Gérard Macé, comme dans un jeu de ricochet, cite les travaux d'Adrien Proust sur la peste. Le chercheur-médecin ne rêve pas routes de la soie ou grandes découvertes sur les cartes du monde. À la différence de Parent Duchâtelet qui part à la rencontre de la maladie, la recherche se fait dans la lecture des œuvres, et il en rend compte dans son ouvrage La Défense de l'Europe contre la peste paru en 1897. C'est en observant un tableau de Nicolas Poussin et un texte biblique sur les Philistins atteints de la peste pour avoir dérobé l'Arche d'Israël, qu'il met à jour la liaison entre la peste et les rats. Les rats sont en or dans le texte biblique, signifiant la revanche de Dieu contre les idoles. Tenir le monde à distance par l'art en reclus. C'est ainsi que Marcel Proust sera influencé par le résultat des travaux sur la peste et plus largement des épidémies d'Adrien Proust, son père. Réfugié dans sa chambre à l'abri des microbes, « c'est le monde de la Recherche qui surgit devant nos yeux, le monde de la littérature et de l'art à l'abri des vraies tempêtes et des maladies contagieuses » . Recherche scientifique ou recherche du temps perdu à l'écart de la vie.
Propre et sale
Il s'agit pour Gérard Macé de « concilier les exigences du progrès et sa blancheur aveuglante imposée par la religion de l'hygiène, avec la tradition qui ménageait des ombres en diffusant des senteurs végétales dans des endroits propices au recueillement ? » Dans Toutes sortes de toilettes, l'écrivain japonais Tanizaki parle des toilettes et de la chute des excréments qui se fait sur un lit de phalènes, « luxe inouï » qui trouve sa source dans la Chine d'autrefois.

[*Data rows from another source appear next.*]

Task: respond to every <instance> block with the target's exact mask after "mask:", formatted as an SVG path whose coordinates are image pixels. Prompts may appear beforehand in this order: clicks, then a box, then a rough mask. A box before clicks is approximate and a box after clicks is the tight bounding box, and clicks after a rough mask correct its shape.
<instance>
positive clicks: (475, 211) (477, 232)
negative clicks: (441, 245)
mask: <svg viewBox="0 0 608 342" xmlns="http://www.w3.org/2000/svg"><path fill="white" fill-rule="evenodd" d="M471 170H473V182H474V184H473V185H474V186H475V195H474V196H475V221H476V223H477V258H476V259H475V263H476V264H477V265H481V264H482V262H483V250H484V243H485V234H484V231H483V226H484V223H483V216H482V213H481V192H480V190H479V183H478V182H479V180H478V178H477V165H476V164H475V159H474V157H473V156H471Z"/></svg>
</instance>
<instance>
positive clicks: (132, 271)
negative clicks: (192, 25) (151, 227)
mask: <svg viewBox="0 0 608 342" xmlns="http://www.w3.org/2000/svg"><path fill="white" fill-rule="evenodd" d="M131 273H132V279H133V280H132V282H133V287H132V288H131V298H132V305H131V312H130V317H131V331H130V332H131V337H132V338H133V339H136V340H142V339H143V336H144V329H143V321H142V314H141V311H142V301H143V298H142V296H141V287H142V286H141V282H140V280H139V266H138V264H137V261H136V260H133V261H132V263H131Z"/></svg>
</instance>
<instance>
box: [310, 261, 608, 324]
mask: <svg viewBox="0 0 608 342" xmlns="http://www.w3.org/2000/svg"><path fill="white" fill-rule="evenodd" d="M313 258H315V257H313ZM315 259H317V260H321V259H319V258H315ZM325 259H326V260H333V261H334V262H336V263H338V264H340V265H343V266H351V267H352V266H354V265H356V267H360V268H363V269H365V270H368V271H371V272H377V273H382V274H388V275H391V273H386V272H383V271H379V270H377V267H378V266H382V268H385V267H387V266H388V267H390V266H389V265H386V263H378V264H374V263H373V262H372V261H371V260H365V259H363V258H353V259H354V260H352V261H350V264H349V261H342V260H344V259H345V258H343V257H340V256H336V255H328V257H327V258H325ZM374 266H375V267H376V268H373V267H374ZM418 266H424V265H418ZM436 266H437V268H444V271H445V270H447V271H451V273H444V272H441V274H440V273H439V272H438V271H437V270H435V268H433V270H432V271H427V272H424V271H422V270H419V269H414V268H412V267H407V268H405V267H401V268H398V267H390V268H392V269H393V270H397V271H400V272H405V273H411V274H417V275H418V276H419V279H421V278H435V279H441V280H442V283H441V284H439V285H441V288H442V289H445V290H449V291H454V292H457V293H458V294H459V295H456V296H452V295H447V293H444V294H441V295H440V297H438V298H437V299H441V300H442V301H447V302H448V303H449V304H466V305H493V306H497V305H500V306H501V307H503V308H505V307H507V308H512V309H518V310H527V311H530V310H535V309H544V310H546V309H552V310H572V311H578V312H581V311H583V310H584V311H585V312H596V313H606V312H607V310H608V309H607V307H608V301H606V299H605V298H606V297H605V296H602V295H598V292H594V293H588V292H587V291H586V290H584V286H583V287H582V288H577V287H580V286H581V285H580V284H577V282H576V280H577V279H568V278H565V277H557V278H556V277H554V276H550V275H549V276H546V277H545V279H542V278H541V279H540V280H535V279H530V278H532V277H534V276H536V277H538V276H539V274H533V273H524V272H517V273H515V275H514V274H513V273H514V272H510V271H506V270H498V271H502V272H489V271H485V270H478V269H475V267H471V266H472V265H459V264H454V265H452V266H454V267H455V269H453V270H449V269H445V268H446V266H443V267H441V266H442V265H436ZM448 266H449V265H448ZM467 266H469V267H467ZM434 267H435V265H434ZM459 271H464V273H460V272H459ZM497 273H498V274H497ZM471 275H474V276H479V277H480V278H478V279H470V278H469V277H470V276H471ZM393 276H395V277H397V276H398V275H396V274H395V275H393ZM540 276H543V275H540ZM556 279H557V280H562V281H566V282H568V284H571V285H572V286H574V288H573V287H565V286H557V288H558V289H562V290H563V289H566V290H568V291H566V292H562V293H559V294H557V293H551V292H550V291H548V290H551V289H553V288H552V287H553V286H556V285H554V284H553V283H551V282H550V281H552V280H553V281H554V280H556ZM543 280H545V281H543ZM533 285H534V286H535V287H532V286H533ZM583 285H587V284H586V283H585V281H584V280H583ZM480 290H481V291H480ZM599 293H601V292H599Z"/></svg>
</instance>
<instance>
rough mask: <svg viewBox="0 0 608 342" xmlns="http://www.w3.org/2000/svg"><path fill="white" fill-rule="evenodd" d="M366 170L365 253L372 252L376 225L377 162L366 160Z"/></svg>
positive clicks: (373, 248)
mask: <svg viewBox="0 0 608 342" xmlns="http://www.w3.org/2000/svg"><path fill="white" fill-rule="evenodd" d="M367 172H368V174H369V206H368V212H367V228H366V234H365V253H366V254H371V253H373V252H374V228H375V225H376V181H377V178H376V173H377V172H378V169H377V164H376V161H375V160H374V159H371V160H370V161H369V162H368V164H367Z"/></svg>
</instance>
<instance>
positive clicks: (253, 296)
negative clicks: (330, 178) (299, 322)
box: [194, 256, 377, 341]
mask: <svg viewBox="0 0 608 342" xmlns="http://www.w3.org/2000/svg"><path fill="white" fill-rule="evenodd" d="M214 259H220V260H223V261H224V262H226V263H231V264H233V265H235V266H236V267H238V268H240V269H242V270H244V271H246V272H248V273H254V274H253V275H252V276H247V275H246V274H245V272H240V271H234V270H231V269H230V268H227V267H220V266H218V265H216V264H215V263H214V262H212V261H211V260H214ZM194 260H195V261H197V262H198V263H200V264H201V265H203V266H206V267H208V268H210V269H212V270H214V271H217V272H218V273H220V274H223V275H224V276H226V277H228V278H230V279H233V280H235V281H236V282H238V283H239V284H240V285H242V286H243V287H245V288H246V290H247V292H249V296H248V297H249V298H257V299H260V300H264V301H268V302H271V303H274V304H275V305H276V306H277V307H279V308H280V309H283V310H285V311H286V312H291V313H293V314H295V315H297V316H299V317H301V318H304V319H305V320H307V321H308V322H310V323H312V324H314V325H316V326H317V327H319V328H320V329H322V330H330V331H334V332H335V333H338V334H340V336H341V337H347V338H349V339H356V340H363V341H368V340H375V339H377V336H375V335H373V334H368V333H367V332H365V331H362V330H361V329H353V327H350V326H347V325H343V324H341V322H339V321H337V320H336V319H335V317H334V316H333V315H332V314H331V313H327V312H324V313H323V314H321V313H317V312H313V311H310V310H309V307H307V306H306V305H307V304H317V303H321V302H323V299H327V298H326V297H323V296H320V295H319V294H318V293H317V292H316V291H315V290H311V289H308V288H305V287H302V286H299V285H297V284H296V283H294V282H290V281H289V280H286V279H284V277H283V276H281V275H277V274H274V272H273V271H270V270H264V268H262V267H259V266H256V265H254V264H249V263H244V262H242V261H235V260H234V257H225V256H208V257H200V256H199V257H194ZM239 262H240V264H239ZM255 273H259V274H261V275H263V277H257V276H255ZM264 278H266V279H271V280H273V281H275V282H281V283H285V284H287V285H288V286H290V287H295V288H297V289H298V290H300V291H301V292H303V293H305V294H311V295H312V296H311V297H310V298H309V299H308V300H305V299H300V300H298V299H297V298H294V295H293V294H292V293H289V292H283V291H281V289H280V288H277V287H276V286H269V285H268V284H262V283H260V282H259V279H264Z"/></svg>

Ne pas parler des excréments, cet impératif européen qui dissocie le propre du sale, est devenu au contraire chez les Japonais une source de raffinement. Relativisme culturel, marqueur social, le propre et le sale sont loin d'avoir valeur morale. Il y a ainsi dans l'acte d'aller aux toilettes en entrant chez soi après une longue absence, la confirmation que l'on a atteint son chez soi. Moment où remontent les souvenirs d'enfance. Célébration des retrouvailles avec son corps. Moment où l'éventail des sensations réconcilie « enchantement et pourriture ».
Nommer redouble le plaisir de la sensation, constate Gérard Macé à propos du vin. Élargir l'éventail des sensations par l'attention aux mélanges et à la vie, plutôt que de le réduire aux fades métaphores. Telle est peut-être la solution à la dégradation de la nature et à un discours hygiéniste aseptisant la langue. Invitation à relire Le Bateau Ivre de Rimbaud, Le navire Arthur, comme métamorphose de la vie.